An example of the SOM watermarking scheme is demonstrated in
Figure 3. The watermarked ROI and the extracted image are shown in parts (b) and (c), respectively. The watermark image is taken in the top view angle.
2.4. G-Code and Physical Part Watermarking
After being watermarked, the digital model is converted into a G-code program by using a specially designed
slicer. This slicer is capable of translating voxel models into G-code programs. Its algorithms, data structures, and operational procedures can be found in [
26]. During the G-code generation procedure, the space occupied by watermarked voxels is treated as void spaces or filled with different hatch patterns or materials, depending on the characteristics of the underlying 3D-printing platforms and the applications of the model. Hence, the watermark is implicitly embedded in the G-code program. By using this G-code program to layered-manufacture a physical part, the resultant object will contain the watermark and is under protection too.
2.5. Recorded Information
Some essential data of the watermarking process are secretly recorded and will be used in the authentication processes. These data are listed in
Table 1. The first item is the watermark image taken in the encoding stage. It is called the
recorded watermark hereafter. This signal will be used to verify digital models, G-code programs, and printed parts. The second and third items are the disturbance value and the ROI. This information helps us to locate and capture watermarks in digital and physical models. The last recorded parameter is the view angle in which we generate the recorded watermark.
Besides keeping these data, a physical model might be manufactured too. This printed object contains the watermark and will serve as the standard model for verifying printed parts in the future.

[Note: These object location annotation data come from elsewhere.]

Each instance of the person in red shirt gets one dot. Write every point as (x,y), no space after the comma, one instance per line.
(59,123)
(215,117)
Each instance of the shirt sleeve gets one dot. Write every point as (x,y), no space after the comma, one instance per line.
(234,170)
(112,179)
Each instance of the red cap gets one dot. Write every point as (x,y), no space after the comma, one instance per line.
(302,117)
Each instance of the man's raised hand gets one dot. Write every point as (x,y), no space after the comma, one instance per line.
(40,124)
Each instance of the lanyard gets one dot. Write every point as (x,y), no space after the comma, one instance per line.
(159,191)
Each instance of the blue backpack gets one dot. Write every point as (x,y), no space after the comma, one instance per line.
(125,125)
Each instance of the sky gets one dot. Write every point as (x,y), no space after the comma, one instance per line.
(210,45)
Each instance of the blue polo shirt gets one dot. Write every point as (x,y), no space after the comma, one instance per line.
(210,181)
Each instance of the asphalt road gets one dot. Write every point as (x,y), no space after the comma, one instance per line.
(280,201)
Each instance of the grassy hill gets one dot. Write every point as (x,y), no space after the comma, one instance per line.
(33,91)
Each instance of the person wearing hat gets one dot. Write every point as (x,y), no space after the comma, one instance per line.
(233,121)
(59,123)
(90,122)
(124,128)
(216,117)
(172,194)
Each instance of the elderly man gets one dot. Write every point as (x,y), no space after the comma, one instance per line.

2.6. Watermark Detection Procedures
Since watermarks may be embedded into digital models, G-code programs, and physical parts, different decoding methods are derived to handle these contents accordingly. Their flowcharts are illustrated in
Figure 5. The procedures for verifying G-code programs and digital models are similar. They rely on virtual manufacturing, volume rendering, and similarity evaluation to achieve their goals. On the other hand, the authentication procedure for physical parts invokes physical manufacturing, image capturing, and visual comparison. These three watermark detection algorithms are described in this subsection.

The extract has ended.